Rainsford may not have precisely predicted the pandemic, but she certainly sheds light on the conditions of its existence in our world

In the book, twins Anna and Adam have a highly unhealthy relationship. “I was interested in twinness,” she says. “What happens in utero that can be built into the psyche later on. I was meant to be a twin,” she continues. “But my mother miscarried. I had all these strange dreams when I was in my early 20s about a boy who had my face.” Her dreams changed after her mother explained about her twin. “They stopped being traumatic in nature. I feel like he continues to visit me, but I’m aware of his existence so the urgency has gone from his dispatches.”

This leads to a conversation about soul: "I don't know if I would think of it in terms of a soul. I do think of all of us having some kind of residue. The degree to which that residue is sentient or expressive, I fluctuate around that." And from there we slide into talk about school, which she hated. After spending time in the United States (she retains an American twang) with her father, who worked in film before changing careers, Rainsford went to Mount Anvil, a fee-paying all-girls school in south Dublin. "I resisted it with every fibre of my being," she says decisively, preferring to stay at home when she could, read books and watch Polanski movies.

Particularly loathsome to her were the body-shaming aspects of PE, the materialism of the environment and the cruelty of some teachers. These themes mirror and perpetuate those same aspects in wider society and yet communes and cults founded on utopianism tend to fail. And so we’re back to that central idea of control, which hinges her book and also underpins our own pandemic world.

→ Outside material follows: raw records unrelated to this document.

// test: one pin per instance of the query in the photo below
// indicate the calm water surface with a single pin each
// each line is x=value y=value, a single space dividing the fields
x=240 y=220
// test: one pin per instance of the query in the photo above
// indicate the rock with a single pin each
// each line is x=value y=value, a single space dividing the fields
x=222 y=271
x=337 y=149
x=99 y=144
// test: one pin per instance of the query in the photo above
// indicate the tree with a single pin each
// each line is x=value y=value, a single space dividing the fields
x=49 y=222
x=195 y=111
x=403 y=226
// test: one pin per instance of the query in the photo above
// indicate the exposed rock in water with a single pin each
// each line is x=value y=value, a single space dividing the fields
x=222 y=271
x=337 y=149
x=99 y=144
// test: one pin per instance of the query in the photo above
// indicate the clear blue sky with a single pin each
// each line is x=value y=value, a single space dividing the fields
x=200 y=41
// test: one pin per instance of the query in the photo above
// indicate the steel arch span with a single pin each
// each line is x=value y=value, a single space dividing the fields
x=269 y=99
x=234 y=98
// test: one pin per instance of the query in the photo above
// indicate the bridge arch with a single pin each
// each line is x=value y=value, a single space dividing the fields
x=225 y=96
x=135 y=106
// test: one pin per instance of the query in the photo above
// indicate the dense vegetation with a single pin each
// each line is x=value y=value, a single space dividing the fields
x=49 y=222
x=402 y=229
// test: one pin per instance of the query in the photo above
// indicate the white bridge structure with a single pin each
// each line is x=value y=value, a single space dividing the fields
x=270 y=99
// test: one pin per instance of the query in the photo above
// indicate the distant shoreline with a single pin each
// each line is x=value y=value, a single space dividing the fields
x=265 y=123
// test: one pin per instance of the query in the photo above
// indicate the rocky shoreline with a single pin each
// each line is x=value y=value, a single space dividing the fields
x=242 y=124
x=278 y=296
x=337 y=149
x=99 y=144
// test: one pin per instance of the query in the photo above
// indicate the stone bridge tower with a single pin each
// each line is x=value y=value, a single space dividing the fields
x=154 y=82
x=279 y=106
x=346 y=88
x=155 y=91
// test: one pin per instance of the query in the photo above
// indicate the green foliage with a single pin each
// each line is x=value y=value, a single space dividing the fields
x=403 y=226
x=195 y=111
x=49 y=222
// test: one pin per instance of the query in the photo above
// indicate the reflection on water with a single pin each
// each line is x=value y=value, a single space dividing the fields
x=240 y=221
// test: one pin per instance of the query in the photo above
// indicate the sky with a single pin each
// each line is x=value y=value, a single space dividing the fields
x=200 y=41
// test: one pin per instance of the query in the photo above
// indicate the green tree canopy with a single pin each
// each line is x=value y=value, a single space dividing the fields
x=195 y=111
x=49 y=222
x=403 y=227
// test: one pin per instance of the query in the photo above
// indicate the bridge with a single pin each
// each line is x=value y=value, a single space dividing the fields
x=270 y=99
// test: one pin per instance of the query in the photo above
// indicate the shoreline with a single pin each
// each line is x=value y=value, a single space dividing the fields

While we have the control of the lockdowns, Covid-19 doesn’t seem to have bred survivalist cults to the degree predicted in Redder Days. Maybe, I muse, it’s because, awful as it is, Covid isn’t quite bad enough. “We’ve been broken into these lockdown windows,” agrees Rainsford. “We have these clauses of time, where we’ll say ‘I’ll just wait till Monday, we’ll know more on Monday, and I won’t make any decisions till Monday’. And it keeps ticking over in that way.”

Rainsford may not have precisely predicted the pandemic, but she certainly sheds light on the conditions of its existence in our world.